Soon we’ll see a shirtless black man, an object of desire, and when we see the head of a syndicate place his hand on his knee, the queerness will come to the fore.

There will be a Turk on the loose who must be got rid of. Hannah Schygulla is the love interest/whore, one of the great presences in film history, here so young, sensual, with a face that seems to communicate everything and yet remains inscrutable.

Fassbinder is not afraid to hold a close-up so that the eye can wonder all over Ulli Lommell’s handsome face,

Lommell clearly dressed to evoke Delon in LE SAMOURAI.

And Fassbinder knows how to compose a shot dramatically so whilst the film is clearly based on a play (and with bare sets, minimal furniture etc), it never feels stagebound, and indeed the setting is opened up (tellingly, to freeways and supermarkets).

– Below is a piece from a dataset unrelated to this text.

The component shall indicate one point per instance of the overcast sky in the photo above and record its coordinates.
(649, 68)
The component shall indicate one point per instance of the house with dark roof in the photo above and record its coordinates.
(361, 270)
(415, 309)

It’s a cinephile’s film, dedicated to Chabrol, Rohmer, Jean-Marie Straub and Linio and Cuncho, the characters from Damiano Damiani’s A BULLET FOR THE GENERAL. I love the moment where they go steal sunglasses in a department store and he tells the saleswoman he wants glasses like Janet Leigh wore in PSYCHO. The film seems all tone – alienated, distanced, sensual — and attitude. Personal bonds are valued but deceive, the world is merely out to get you so maintain what you can of your freedom at all cost. All this in a world that’s exploitative and murderous but where numerous people are killed without once drawing blood. A distinctive first feature which I enjoyed very much. The frame grabs are from the Arrow release.